The genome sequence of the tree of heaven, Ailanthus altissima (Mill.) Swingle, 1916

Rowan J Schley 1, Ilia J Leitch 2, Maarten J M Christenhusz 2; Royal Botanic Gardens Kew Genome Acquisition Lab; Darwin Tree of Life Barcoding collective; Plant Genome Sizing collective; Wellcome Sanger Institute Tree of Life programme; Wellcome Sanger Institute Scientific Operations: DNA Pipelines collective; Tree of Life Core Informatics collective; Darwin Tree of Life Consortiuma
PMCID: PMC10472066  PMID: 37663793

Abstract

We present a genome assembly from an individual Ailanthus altissima (tree of heaven; Streptophyta; Magnoliopsida; Sapindales; Simaroubaceae). The genome sequence is 939 megabases in span. Most of the assembly is scaffolded into 31 chromosomal pseudomolecules. The mitochondrial and plastid genome assemblies are 661.1 kilobases and 161.1 kilobases long, respectively.

Keywords: Ailanthus altissima, tree of heaven, genome sequence, chromosomal, Simaroubaceae

Species taxonomy

Eukaryota; Viridiplantae; Streptophyta; Embryophyta; Tracheophyta; Spermatophyta; Magnoliopsida; eudicotyledons; Gunneridae; Pentapetalae; rosids; malvids; Sapindales; Simaroubaceae; Ailanthus; Ailanthus altissimus (Mill.) Swingle, 1916 (NCBItxid:23810).

Background

The tree of heaven ( Ailanthus altissima, Simaroubaceae) is a deciduous tree native to China and Taiwan, known for its fast growth and attractive foliage. For these reasons, it has been widely planted as an ornamental tree ( Figure 1). Ailanthus altissima was first introduced to the UK in 1751 as a garden plant ( Hu, 1979), during a period when European fascination with Chinese culture (‘ Chinoiserie’) was at its height.

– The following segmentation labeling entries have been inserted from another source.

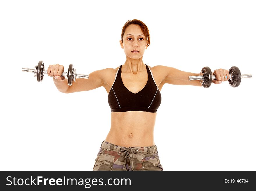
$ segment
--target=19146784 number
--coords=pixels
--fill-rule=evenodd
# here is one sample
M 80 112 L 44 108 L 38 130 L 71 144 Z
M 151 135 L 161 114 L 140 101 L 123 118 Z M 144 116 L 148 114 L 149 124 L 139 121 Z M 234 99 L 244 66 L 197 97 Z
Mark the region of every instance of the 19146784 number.
M 224 179 L 223 182 L 224 183 L 248 183 L 249 181 L 248 179 Z

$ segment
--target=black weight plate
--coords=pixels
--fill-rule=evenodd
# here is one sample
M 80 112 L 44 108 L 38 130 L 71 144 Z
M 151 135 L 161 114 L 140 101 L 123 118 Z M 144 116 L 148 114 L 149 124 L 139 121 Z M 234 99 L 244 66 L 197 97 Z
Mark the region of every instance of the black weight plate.
M 35 72 L 35 76 L 38 82 L 41 82 L 43 80 L 44 75 L 42 74 L 43 71 L 45 69 L 45 65 L 44 62 L 41 60 L 38 63 L 37 67 L 36 67 L 36 71 Z
M 229 74 L 232 74 L 233 78 L 232 80 L 229 80 L 228 82 L 232 87 L 235 88 L 240 85 L 241 82 L 241 72 L 236 66 L 232 66 L 229 70 Z
M 201 83 L 202 86 L 204 88 L 209 88 L 211 84 L 212 80 L 212 73 L 211 70 L 208 66 L 203 68 L 201 72 L 203 74 L 204 77 L 205 79 L 201 81 Z
M 68 70 L 67 71 L 67 84 L 70 85 L 72 85 L 74 78 L 74 68 L 73 65 L 70 64 L 68 67 Z

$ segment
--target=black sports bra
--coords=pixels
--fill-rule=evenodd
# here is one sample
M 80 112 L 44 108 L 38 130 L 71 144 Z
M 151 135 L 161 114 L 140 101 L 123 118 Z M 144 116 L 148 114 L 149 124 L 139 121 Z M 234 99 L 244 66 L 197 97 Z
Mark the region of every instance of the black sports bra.
M 161 104 L 161 94 L 152 72 L 148 66 L 145 65 L 147 72 L 147 81 L 143 88 L 136 93 L 129 90 L 123 83 L 121 77 L 122 65 L 120 66 L 114 83 L 109 92 L 108 101 L 111 112 L 131 111 L 157 112 Z

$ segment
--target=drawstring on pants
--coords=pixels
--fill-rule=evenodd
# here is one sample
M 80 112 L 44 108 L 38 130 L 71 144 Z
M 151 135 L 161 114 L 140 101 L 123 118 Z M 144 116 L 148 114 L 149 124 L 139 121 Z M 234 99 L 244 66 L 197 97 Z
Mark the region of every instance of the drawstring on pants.
M 138 149 L 138 150 L 135 150 L 135 149 Z M 123 156 L 125 155 L 125 162 L 124 163 L 124 169 L 125 168 L 126 168 L 125 165 L 126 164 L 127 156 L 130 152 L 131 154 L 131 157 L 130 162 L 132 166 L 131 168 L 130 167 L 129 170 L 133 170 L 133 158 L 134 153 L 142 154 L 142 151 L 141 150 L 139 150 L 138 149 L 131 149 L 131 148 L 120 148 L 120 151 L 119 151 L 117 153 L 120 156 Z

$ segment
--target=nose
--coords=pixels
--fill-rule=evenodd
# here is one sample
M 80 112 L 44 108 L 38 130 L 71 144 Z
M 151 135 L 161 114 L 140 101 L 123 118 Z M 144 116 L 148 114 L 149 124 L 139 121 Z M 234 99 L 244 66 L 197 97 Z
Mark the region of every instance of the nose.
M 134 40 L 134 42 L 133 44 L 133 47 L 138 47 L 139 46 L 138 43 L 138 42 L 135 40 Z

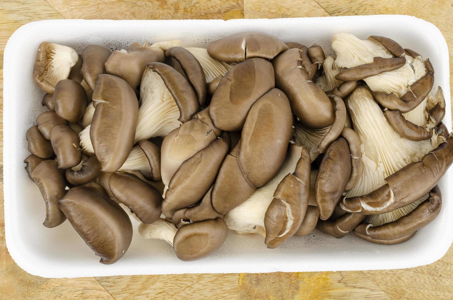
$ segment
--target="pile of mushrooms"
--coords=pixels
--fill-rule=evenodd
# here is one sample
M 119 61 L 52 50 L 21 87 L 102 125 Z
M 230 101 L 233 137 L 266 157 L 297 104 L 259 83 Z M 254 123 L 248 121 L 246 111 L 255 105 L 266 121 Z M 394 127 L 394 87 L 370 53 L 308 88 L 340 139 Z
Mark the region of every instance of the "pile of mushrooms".
M 67 218 L 107 264 L 130 247 L 130 218 L 183 261 L 229 229 L 270 248 L 315 229 L 410 239 L 439 213 L 453 162 L 433 66 L 384 37 L 339 34 L 332 48 L 260 32 L 81 55 L 43 42 L 33 77 L 48 111 L 24 162 L 44 225 Z

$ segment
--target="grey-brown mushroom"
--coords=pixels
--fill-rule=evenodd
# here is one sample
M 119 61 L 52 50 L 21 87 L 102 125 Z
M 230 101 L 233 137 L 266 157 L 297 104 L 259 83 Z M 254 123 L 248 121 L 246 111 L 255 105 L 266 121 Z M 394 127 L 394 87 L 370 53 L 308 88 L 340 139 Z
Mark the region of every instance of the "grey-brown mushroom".
M 58 82 L 55 86 L 53 99 L 55 112 L 70 122 L 78 122 L 88 104 L 87 92 L 83 87 L 71 79 Z
M 58 202 L 71 225 L 106 265 L 117 261 L 132 239 L 127 214 L 94 182 L 72 188 Z
M 155 188 L 134 174 L 112 173 L 109 187 L 115 198 L 145 224 L 150 224 L 160 217 L 162 195 Z
M 214 41 L 207 46 L 207 53 L 221 62 L 241 63 L 254 57 L 272 59 L 288 49 L 273 35 L 252 32 L 231 34 Z
M 57 203 L 67 192 L 64 176 L 58 165 L 55 160 L 44 160 L 32 172 L 32 180 L 36 183 L 46 203 L 46 219 L 43 224 L 49 228 L 58 226 L 66 219 Z
M 95 154 L 103 172 L 121 167 L 134 145 L 138 101 L 133 90 L 119 77 L 98 76 L 93 92 L 97 102 L 90 130 Z

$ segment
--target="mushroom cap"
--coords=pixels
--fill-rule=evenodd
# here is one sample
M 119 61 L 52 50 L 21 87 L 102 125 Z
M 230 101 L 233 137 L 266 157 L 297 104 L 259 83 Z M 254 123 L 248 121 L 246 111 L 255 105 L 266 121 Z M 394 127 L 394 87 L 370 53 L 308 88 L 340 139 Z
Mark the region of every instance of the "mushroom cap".
M 230 145 L 230 135 L 224 132 L 208 146 L 184 161 L 170 180 L 162 210 L 188 207 L 198 202 L 214 183 Z
M 94 180 L 100 174 L 101 163 L 94 155 L 82 163 L 82 167 L 78 171 L 69 169 L 65 173 L 66 180 L 75 186 L 87 184 Z
M 173 239 L 173 249 L 182 261 L 204 258 L 225 242 L 228 227 L 221 218 L 188 224 L 180 228 Z
M 331 144 L 323 157 L 315 184 L 315 196 L 321 220 L 329 218 L 351 176 L 351 155 L 342 137 Z
M 147 64 L 163 63 L 165 59 L 164 51 L 160 48 L 143 45 L 137 42 L 131 44 L 126 51 L 113 51 L 104 65 L 107 74 L 125 80 L 138 94 L 140 91 L 138 87 Z
M 67 191 L 64 176 L 58 165 L 53 160 L 44 160 L 32 172 L 32 180 L 36 183 L 46 203 L 46 219 L 43 224 L 48 228 L 58 226 L 66 219 L 57 205 Z
M 56 85 L 67 78 L 78 58 L 72 48 L 43 42 L 38 47 L 33 66 L 33 79 L 36 85 L 46 93 L 53 94 Z
M 79 137 L 66 125 L 57 125 L 50 134 L 50 142 L 58 160 L 58 169 L 75 167 L 82 160 Z
M 273 35 L 251 32 L 214 41 L 207 46 L 207 53 L 221 62 L 241 63 L 254 57 L 272 59 L 288 49 L 286 45 Z
M 303 68 L 301 50 L 290 49 L 272 60 L 275 87 L 288 97 L 293 113 L 310 128 L 327 127 L 333 123 L 333 107 L 327 95 Z
M 68 125 L 67 121 L 55 111 L 44 111 L 36 118 L 38 130 L 46 140 L 50 140 L 50 131 L 57 125 Z
M 226 131 L 241 130 L 253 103 L 275 86 L 274 69 L 269 61 L 250 58 L 235 66 L 211 99 L 209 115 L 214 125 Z
M 179 63 L 183 71 L 197 94 L 200 105 L 206 101 L 206 82 L 204 72 L 195 57 L 181 47 L 173 47 L 165 52 L 165 56 L 172 57 Z
M 48 158 L 54 155 L 50 141 L 43 136 L 36 125 L 29 128 L 25 138 L 28 141 L 28 150 L 32 154 L 41 158 Z
M 108 49 L 97 45 L 88 45 L 82 51 L 83 62 L 81 72 L 92 91 L 94 90 L 97 75 L 105 73 L 104 64 L 111 54 Z
M 146 68 L 151 69 L 162 78 L 179 109 L 178 120 L 184 123 L 192 119 L 200 110 L 200 105 L 195 92 L 184 75 L 174 68 L 161 63 L 148 63 Z
M 109 265 L 124 255 L 132 239 L 132 225 L 118 204 L 99 184 L 72 188 L 58 202 L 71 225 L 96 255 Z
M 119 77 L 99 75 L 93 92 L 96 105 L 90 129 L 95 154 L 103 172 L 121 167 L 134 145 L 138 101 L 127 82 Z
M 292 133 L 293 116 L 286 96 L 274 88 L 252 106 L 241 134 L 237 161 L 247 182 L 261 186 L 277 174 Z
M 53 98 L 55 112 L 70 122 L 78 122 L 87 108 L 87 92 L 80 83 L 71 79 L 63 79 L 55 86 Z
M 162 195 L 155 188 L 134 174 L 117 171 L 112 173 L 109 187 L 116 199 L 145 224 L 150 224 L 160 217 Z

Ailanthus altissima has long been used in Chinese traditional medicine as well as in silk production, as a foodplant for the Ailanthus silk moth ( Samia cynthia) ( Swingle, 1916). Ailanthus altissima has since become an invasive species across North America, southern South America, South Africa, New Zealand and Europe due to its rapid growth, resistance to pollution, fecundity, vegetative reproduction and use of allelopathic chemicals to stifle competition ( Demeter et al., 2021).

Figure 1. Ailanthus altissima (not the sampled specimen).

Figure 1.

a) mature tree; b) young sapling, and c) new leaves in Nottinghamshire (photographs © Carlton Roberts); d) A. altissima fruits (photograph © Nicholas A. Tonelli).

The genus name Ailanthus is derived from the Ambonese word ‘ailanto’, meaning ‘heaven-tree’, and the specific epithet altissima is Latin for ‘tallest’, referring to the size of the mature tree. Three varieties of A. altissima have been described – A. altissima var. altissima, native to mainland China, A. altissima var. sutchuenensis (Dode) Rehder and E. H. Wilson, restricted to southern China and A. altissima var. tanakae (Hayata) Kaneh. and Sasaki, endemic to northern Taiwan. Multiple chromosome counts have been reported for A. altissima, ranging from 2 n = 80 for arboretum specimens examined at the Royal Botanic Gardens, Kew ( Desai, 1960), down to 2 n = 64 for samples collected from naturalised populations in mainland Europe ( Ivanova et al., 2006), suggesting polyploidy with different cytotypes between individuals.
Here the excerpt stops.